Maybe OP (or someone he knows) stole the identity and credit info for the person that allegedly sent this valuable item to him, used that credit card info to order something for himself, and is playing dumb to try to get out of an identity and credit card theft charge. Perhaps the person that supposedly sent the item is ill, or elderly, or maybe even living abroad (but keeping a local US residence), so they aren't even present at their residence for long periods of time, and won't even receive that letter that OP allegedly sent to them about the mysterious package. The alleged sender fails to respond, and OP ends up keeping the valuable item and no one is the wiser.

That story certainly makes more sense than "some random person I don't know sent me a package containing a very valuable item, with my exact name and address on it, that I neither asked for nor ever expected to receive".

There's definitely a lot more to this story than what we're being told.

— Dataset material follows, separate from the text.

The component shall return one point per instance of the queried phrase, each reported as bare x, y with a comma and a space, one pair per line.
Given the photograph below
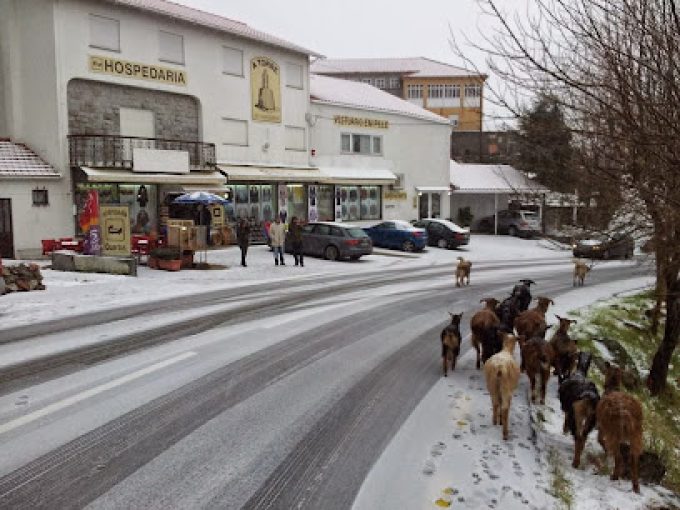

I'm thinking that OP is being very selective in what's being told so that it appears as innocent as he would have us believe it is.
 

quincy

Senior Member
Georgia:
I was shipped an item addressed to my full name and address that I definitely did not order. It came from a specific mans name from a specific apartment in NY. I sent a certified letter to the address and got no response. The postal service left a notice that they had my letter waiting for him at the nearest post office. It has been 14 days and he has not picked it up or acknowledged it an any way. Does anyone know the legality of selling a very expensive item such as this one? I don't want to send off something like this to a random address and leave it in the wrong hands of someone else. However, I don't want to get into legal trouble. If it was sent to my first, middle, and last name, is it legally in my ownership?
benjaminmnz12, this "expensive item" that was sent to you (supposedly) by mistake didn't happen to be something illegal like drugs, was it?
 

LdiJ

Senior Member
Here's another possibility (total speculation here).

Maybe OP (or someone he knows) stole the identity and credit info for the person that allegedly sent this valuable item to him, used that credit card info to order something for himself, and is playing dumb to try to get out of an identity and credit card theft charge. Perhaps the person that supposedly sent the item is ill, or elderly, or maybe even living abroad (but keeping a local US residence), so they aren't even present at their residence for long periods of time, and won't even receive that letter that OP allegedly sent to them about the mysterious package. The alleged sender fails to respond, and OP ends up keeping the valuable item and no one is the wiser.

That story certainly makes more sense than "some random person I don't know sent me a package containing a very valuable item, with my exact name and address on it, that I neither asked for nor ever expected to receive".

There's definitely a lot more to this story than what we're being told. I'm thinking that OP is being very selective in what's being told so that it appears as innocent as he would have us believe it is.
Or here is a possibly different scenario....since the item was sent in the exact name and address of the OP. Perhaps it is actually a gift...possibly not a gift from the person who actually sent it, but a gift from the person who ordered it to be sent.

Bottom line, depending on state law its very likely to be the OP's property at this point since it was sent to the OP's specific name and address. I would not recommend that the OP sell it at this point...just in case, but its very likely that its the OP's property.
 

You Are Guilty

Senior Member
Ok, Ok... I confess, it was me. Once every month, I pick a person in a different state and randomly send them a valuable item. Then I ignore all attempts to contact me.

It's part of a performance art piece I'm working on called "Who Sent Me This @%&#?"